Re-Locate Project / Experimental Workshop & Exhibition 

Re-Locate Project proposes an experimental workshop practice that is based on mobility and translocation. The suggested mobility tries to encompass the physical transitivity of the cities and borders, as well as the flexibility of historical, identitarian, and ideological borders. 

The theoretical framework of the Re-Locate project is based on the population exchange between Anatolia and the Balkans and it focuses on the flexibility of the borders, cultural similarities, controversies, the lack of communication between cultures, as well as various methods of developing new communication models. The shared history within the regions; Plovdiv - Bulgaria, Athens - Greece, Skopje - Macedonia and Prishtina - Kosovo, provides a basis to establish a mutual platform to research both about common history and develop a cultural understanding on various levels.

Re-Locate project consists of a series of workshops that are realized in this framework. The first part of the series is realized in Plovidiv, Athens, Skopje, Prizren, and Pristine with the participation of Gökçe Süvari, Ha za vu zu (Özgür Erkök, Güneş Terkol), Ilgın Seymen, Mehmet Dere, Suat Öğüt, and Zeyno Pekünlü. The group worked in collaboration with the local artists in the places that they visited. They worked on both their individual works and collective works and shared their experiences with each other. The second workshop is realized in Istanbul with the participation of the artists who were invited to Istanbul from the places that are visited: Alban Muja, Gjorgje Jovanovik, Mary Zygoury, and Raycho Stanev.

Re-Locate Project map

Action & Interaction

minor moves
minor moves

Throughout the whole journey I collected images from various sources that are open to public and build up a mind-map of the cities' cultural landscapes. As a reciprocal act, I added small marks -cut out images- on already layered surface of the streets. Meanwhile, I removed posters of cultural and social events from the streets of one country and hung them on the walls of another country. This seemingly trivial gesture turned out to be a problematic act when caught by the attention of citizens.  

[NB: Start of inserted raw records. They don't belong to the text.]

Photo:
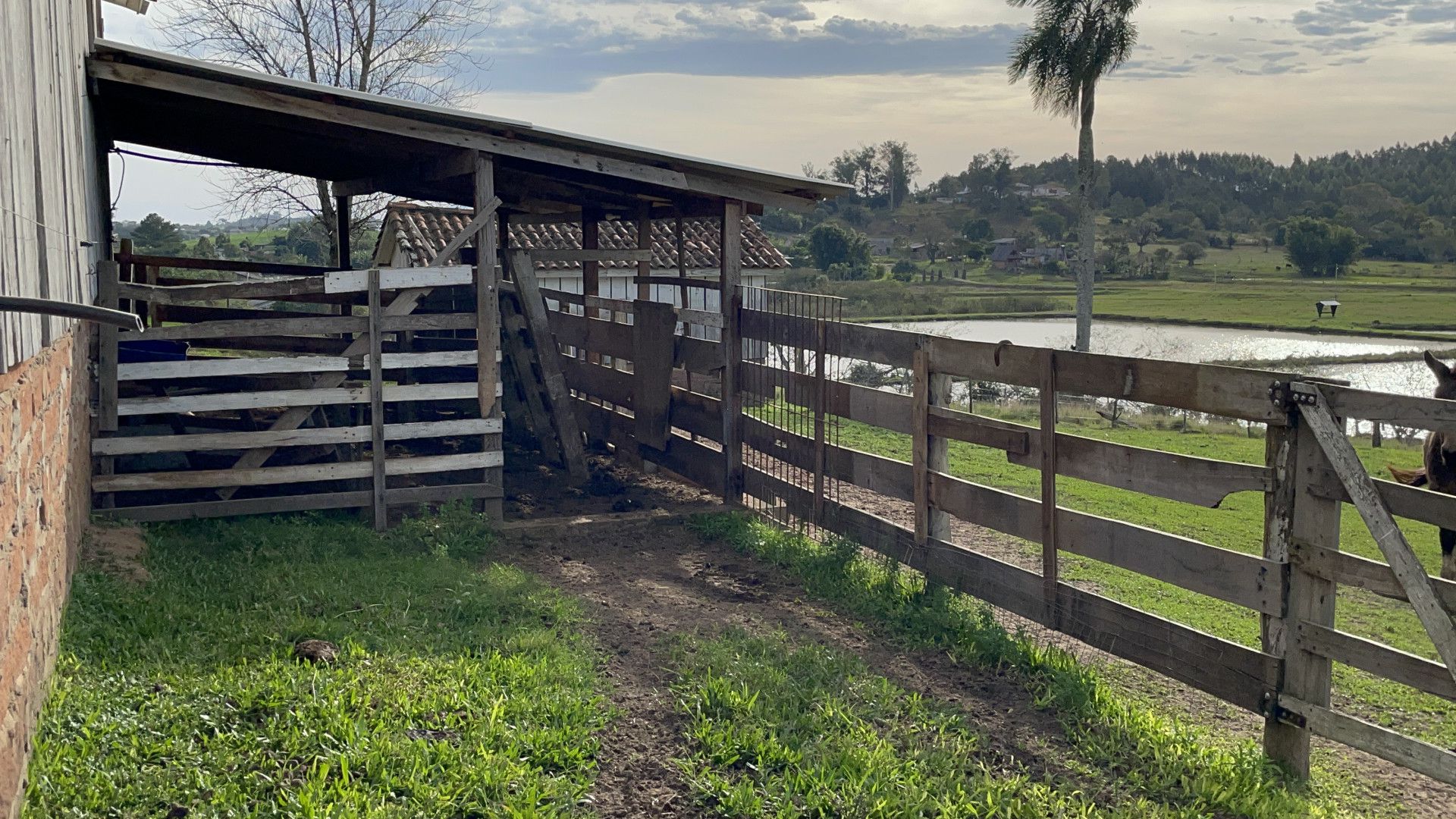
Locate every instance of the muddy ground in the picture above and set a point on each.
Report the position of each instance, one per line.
(644, 580)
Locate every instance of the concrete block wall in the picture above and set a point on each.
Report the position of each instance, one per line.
(44, 507)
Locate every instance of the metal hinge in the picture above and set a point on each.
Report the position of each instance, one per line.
(1285, 394)
(1276, 711)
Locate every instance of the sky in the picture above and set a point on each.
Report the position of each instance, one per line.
(777, 83)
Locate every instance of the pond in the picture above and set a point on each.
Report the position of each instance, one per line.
(1183, 343)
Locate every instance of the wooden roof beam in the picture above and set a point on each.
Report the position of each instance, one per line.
(430, 131)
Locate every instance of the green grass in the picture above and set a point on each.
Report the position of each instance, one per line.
(460, 691)
(785, 729)
(1183, 768)
(1237, 525)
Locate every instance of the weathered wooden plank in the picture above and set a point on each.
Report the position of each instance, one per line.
(548, 256)
(653, 372)
(229, 265)
(1237, 577)
(1416, 503)
(1308, 598)
(1381, 661)
(312, 325)
(275, 365)
(1201, 482)
(107, 366)
(1408, 570)
(564, 419)
(582, 333)
(1395, 410)
(730, 302)
(1362, 573)
(400, 279)
(188, 293)
(1413, 754)
(318, 436)
(1209, 664)
(376, 404)
(296, 503)
(1204, 388)
(268, 475)
(291, 398)
(1052, 538)
(1276, 630)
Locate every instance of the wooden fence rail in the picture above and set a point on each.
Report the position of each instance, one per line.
(1289, 586)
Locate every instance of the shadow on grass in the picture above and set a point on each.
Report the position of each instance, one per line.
(459, 691)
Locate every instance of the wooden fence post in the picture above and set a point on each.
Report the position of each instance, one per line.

On the streets of Skopje, for example, even the World Wildlife Fund's poster with a panda illustration, offends local Macedonians because it was in Greek. This reaction that I created through my act, turns out to be a valuable chance for an ambivalent conversation between two or more random people, stranger to each other, measuring their values. 

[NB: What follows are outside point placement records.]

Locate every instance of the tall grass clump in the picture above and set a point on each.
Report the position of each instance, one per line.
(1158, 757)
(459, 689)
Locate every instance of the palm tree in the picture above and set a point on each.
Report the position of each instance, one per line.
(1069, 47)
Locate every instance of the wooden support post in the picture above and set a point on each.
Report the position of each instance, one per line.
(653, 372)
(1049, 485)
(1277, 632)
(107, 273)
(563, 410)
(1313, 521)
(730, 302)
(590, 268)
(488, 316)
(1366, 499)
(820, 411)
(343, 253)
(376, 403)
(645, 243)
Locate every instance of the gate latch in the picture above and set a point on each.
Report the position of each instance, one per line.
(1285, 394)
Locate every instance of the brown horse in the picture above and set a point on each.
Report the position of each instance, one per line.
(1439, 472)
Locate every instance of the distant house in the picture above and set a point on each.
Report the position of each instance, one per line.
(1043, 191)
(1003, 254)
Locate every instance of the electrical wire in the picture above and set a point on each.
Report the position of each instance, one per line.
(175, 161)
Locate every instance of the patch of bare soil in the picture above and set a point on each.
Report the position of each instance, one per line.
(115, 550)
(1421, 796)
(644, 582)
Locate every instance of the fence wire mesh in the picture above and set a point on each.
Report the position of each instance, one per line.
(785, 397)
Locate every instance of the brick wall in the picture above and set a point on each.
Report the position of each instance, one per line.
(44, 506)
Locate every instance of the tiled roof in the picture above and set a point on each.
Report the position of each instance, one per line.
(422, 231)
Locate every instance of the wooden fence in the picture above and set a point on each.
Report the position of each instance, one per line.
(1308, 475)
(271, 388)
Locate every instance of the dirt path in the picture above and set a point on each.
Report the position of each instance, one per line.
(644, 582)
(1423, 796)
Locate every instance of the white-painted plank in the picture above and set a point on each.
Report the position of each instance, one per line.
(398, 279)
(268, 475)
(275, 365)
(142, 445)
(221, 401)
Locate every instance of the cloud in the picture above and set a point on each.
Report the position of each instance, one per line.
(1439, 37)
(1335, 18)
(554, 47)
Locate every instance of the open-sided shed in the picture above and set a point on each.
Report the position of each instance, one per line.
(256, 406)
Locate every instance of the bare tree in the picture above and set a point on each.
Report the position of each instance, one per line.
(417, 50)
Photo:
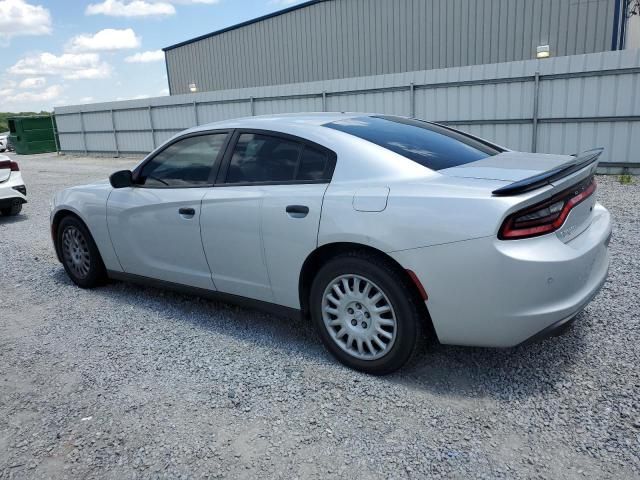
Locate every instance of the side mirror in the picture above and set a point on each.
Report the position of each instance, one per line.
(121, 179)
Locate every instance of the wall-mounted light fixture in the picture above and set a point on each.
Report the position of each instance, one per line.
(543, 51)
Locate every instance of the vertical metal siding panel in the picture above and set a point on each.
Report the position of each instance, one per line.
(435, 39)
(501, 28)
(575, 9)
(591, 27)
(487, 12)
(469, 44)
(450, 34)
(605, 16)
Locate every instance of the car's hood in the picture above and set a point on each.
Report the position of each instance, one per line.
(508, 166)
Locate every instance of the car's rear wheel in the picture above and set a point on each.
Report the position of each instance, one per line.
(80, 256)
(13, 210)
(365, 313)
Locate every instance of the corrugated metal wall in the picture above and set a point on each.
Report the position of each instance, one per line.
(559, 105)
(351, 38)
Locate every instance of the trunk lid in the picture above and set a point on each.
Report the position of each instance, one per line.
(5, 170)
(508, 166)
(562, 181)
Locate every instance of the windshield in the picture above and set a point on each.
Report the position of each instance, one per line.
(431, 145)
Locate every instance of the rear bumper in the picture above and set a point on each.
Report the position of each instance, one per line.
(493, 293)
(13, 190)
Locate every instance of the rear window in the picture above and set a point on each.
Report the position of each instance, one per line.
(433, 146)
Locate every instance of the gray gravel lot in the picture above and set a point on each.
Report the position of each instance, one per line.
(131, 382)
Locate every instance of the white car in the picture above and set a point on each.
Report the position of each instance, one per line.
(13, 192)
(379, 228)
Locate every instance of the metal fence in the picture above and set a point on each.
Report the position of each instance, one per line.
(559, 105)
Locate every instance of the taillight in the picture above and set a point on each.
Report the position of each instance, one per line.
(547, 216)
(8, 164)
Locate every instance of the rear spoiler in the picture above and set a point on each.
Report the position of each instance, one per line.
(580, 161)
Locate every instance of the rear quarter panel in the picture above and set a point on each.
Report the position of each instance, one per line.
(90, 204)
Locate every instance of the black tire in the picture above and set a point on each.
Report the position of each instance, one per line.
(96, 273)
(395, 286)
(13, 210)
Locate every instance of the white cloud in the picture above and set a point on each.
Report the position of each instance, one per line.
(33, 82)
(71, 66)
(141, 8)
(18, 17)
(284, 3)
(191, 2)
(109, 39)
(146, 57)
(132, 97)
(47, 95)
(135, 8)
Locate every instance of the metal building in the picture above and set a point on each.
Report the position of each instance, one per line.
(333, 39)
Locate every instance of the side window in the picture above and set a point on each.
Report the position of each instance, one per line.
(260, 158)
(185, 163)
(313, 164)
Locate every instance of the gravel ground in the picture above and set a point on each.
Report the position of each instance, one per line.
(132, 382)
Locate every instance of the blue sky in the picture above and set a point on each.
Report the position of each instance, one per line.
(61, 52)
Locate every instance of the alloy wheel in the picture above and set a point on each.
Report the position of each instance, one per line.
(76, 252)
(359, 317)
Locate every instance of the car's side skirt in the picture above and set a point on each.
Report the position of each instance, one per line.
(268, 307)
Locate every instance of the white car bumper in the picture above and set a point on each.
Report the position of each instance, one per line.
(493, 293)
(12, 190)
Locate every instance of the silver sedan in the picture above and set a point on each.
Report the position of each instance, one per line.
(380, 229)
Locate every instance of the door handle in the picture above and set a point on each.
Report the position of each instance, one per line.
(187, 212)
(297, 211)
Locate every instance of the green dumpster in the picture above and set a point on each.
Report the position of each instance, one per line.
(30, 135)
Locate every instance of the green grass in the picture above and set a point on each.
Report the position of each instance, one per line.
(4, 126)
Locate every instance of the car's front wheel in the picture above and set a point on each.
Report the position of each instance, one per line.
(13, 210)
(366, 313)
(80, 256)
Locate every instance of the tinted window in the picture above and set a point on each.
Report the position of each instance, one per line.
(260, 158)
(430, 145)
(187, 162)
(313, 164)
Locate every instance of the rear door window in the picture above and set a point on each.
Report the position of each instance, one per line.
(185, 163)
(261, 158)
(432, 146)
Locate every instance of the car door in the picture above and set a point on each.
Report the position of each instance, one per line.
(155, 225)
(260, 221)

When misplaced, a simple cultural image works as a trigger for posing other cultural aspects in the definition of the identity of the local and the visitor who could be either a foreigner or a stranger. Comparisons of all sorts, function for mutual understanding of the shared and the unfamiliar.  Lying below all confrontation, I guess, there is some curiosity for how foreign we are.  How foreign can we be? In a good-hearted manner, such interactions in everyday practice are exemplars of willingness or unwillingness for communication with others who might carry hurtful stimuli coming from historical, social or cultural reasons.  

collecting posters from one country and hanging them on the walls of another

Most of the posters were taken down by locals in just over a night and some were covered with other political campaign posters.


Mnemonics

As the residue of a genuine and intense encounters, Mnemonics is the final outcome of Re-Locate Project that took place in the Balkans region through out a 20-day-journey. The installation with cut out images from photographs taken during the project, spreads out in the whole exhibition space while getting denser in a luminous corner.

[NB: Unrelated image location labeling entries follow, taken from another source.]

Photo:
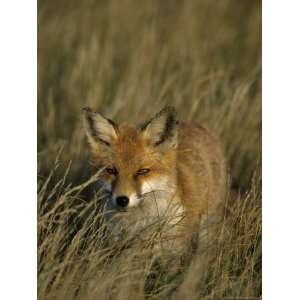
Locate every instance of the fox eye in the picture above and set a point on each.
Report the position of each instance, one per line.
(111, 171)
(142, 171)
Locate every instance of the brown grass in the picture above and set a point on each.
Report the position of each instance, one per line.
(128, 59)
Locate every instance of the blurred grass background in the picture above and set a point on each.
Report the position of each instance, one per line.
(127, 59)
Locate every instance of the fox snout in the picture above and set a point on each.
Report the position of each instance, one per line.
(122, 201)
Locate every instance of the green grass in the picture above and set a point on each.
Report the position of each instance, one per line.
(128, 59)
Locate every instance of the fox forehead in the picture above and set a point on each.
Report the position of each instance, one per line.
(128, 151)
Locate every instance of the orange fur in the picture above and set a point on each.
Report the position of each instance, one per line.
(184, 161)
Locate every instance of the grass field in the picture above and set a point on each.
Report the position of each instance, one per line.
(128, 59)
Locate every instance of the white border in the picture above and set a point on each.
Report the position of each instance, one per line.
(281, 149)
(18, 78)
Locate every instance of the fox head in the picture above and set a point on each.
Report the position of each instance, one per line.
(138, 161)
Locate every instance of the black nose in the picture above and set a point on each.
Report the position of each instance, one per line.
(122, 201)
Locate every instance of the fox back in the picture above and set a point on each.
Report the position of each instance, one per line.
(162, 169)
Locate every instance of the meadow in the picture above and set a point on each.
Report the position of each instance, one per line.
(128, 59)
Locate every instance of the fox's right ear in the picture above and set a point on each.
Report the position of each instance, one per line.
(99, 130)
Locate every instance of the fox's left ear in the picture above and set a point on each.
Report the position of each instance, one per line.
(99, 130)
(162, 128)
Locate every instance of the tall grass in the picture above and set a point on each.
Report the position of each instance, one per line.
(128, 59)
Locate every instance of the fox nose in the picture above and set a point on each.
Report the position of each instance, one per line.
(122, 201)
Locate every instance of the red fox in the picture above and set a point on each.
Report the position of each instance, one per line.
(163, 168)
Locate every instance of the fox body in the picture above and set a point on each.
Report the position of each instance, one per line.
(162, 169)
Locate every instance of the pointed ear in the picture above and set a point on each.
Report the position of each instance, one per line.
(99, 130)
(162, 128)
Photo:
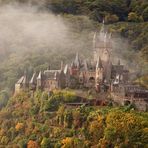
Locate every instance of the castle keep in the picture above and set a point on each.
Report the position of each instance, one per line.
(98, 73)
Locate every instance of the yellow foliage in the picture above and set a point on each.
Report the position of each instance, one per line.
(67, 142)
(32, 144)
(19, 126)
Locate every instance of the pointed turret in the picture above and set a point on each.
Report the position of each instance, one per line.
(94, 40)
(119, 63)
(33, 79)
(77, 60)
(62, 65)
(66, 69)
(40, 75)
(39, 80)
(99, 64)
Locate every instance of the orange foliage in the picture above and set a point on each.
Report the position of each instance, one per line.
(19, 126)
(32, 144)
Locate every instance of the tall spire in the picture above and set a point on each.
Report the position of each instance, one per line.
(77, 60)
(62, 65)
(94, 40)
(119, 62)
(99, 63)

Mnemonics, installation view from the Re-Locate exhibition at Cite Roumeli, Istanbul, 2011 


Mnemonics - Postcards

In 2012, 70 unique postcards produced from exhibition images of Mnemonics, were sent to ITS-Z1 in Belgrade, as free take aways at the exhibition "In Growing up Amid the Historical Mysteries of Proximity: Pros & Cons of Being Neighbors". Residues of Plovdiv, Athens, Scopje, Prizren and Prishtina were then started to spread out to who-knows-where from Belgrade.